I think most remember that sing-song nursery rhyme “The Wheels on the Bus Go ‘Round and ‘Round.” And, so it has been for me that those wheels have indeed turned.
While, I’m guessing, many of you have your own memories of your bus-riding days in school, my memories are actually twofold and separated by nearly two decades.
During my early St. Charles days, indelibly etched in my mind is Green Bus No. 1. My bus stop was on the corner of Hazel and North Nixon avenues, a site accessible more quickly by cutting through the backyard of our 1525 Latham Avenue house as well the our over-the-back-fence neighbors on Hazel.
As for my times on the big yellow conveyance with, of course, green-painted bumpers, riding in it provided me early glimpses into human nature. I learned what a bully looks like, had my very first experience with that roller coaster pit-of-the-stomach feeling when a certain girl boarded, and found my first audiences for my own brand of juvenile comedy.

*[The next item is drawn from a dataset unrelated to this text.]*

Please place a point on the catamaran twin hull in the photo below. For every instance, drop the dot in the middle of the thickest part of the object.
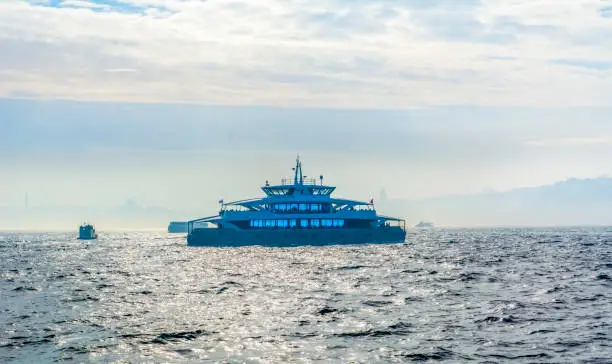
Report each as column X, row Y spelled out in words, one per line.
column 291, row 238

As for the bully, the first I’d seen in action, his name was Tom, older and physically bigger as bullies tend to be than my cohorts and me. One day, I watched him make my best friend Greg eat a dog biscuit.
When it came to my first crush, her name was Jennifer, and she had blonde hair. She came on the bus on the very next stop after mine. Of course, for me and my other equally smitten colleagues, we tried to gain her attention and favor by trying to make her laugh and when that didn’t work, picking on her. It seems so strange to me now that we somehow thought we’d be able to curry favor by calling her Whitey and telling her that she was a dreaded carrier of cooties.
Of course, as time evolved, I outgrew my Green Bus No. 1 when, by seventh grade my rite of passage, one shared by my pals Jim Fry, Tim Clark and Duane Reynolds, was riding a bike to school. By the time we matriculated to LCC, bikes were replaced by cars and I thought I’d seen the last of my school-bus days.
However, as the winds of fate blew, following my time at Miami, I became a teacher and coach, and, thus, came my reintroduction to school buses.
During my early teaching-and-coaching days at Perry High School, anyone who coached below the varsity level actually had to obtain a chauffeur license and drive his own team bus as a cost-cutting measure. I really wasn’t thrilled about that, but that’s the way it was.
I remember the school day I took the bus driver test. Without even a licensed driver to go with me, I was given the keys to a bus and told to drive out to the DMV on West Street and take the test. After arriving without incident, I promptly failed the test and drove back to school alone and angry. Later that week, I took it again and passed.
To be honest, I was never all that comfortable driving a bus. I remember missing the entry to the parking lot on a Saturday morning while taking my JV footballers to our game at Allen East and, instead of driving around the block as I should have, backing up and running into the front bumper of a car that was in my blind spot. Hello, $100 ticket, one, of course, the school that wouldn’t pay for a bus driver wasn’t about to pay. The $100 was two-thirds my supplemental contract for the coaching assignment.
I also remember a frightening moment that occurred on a trip to Upper Scioto Valley to play a junior high basketball game. Following our 20-point pasting by the Rams, we left the locker room to discover the inside of our bus had been vandalized. As I was pulling out, a group of kids in the parking lot were yelling racial epithets and pelting the bus with rocks. While I didn’t think at the time or do I now that the incident was an indictment of an entire community, what occurred was preventable with some adult supervision after the game.
The next day at my classroom door stood the USV superintendent, apologizing profusely. It was an apology I suppose I accepted, but it also remains without question the ugliest moment in my 32 years in education.
Yes, indeed the wheels on my buses have indeed gone ‘round and ‘round, both as a youngster and as a young man, and often when I see the old familiar yellow vehicle rumble by, a memory will drop in for a spell.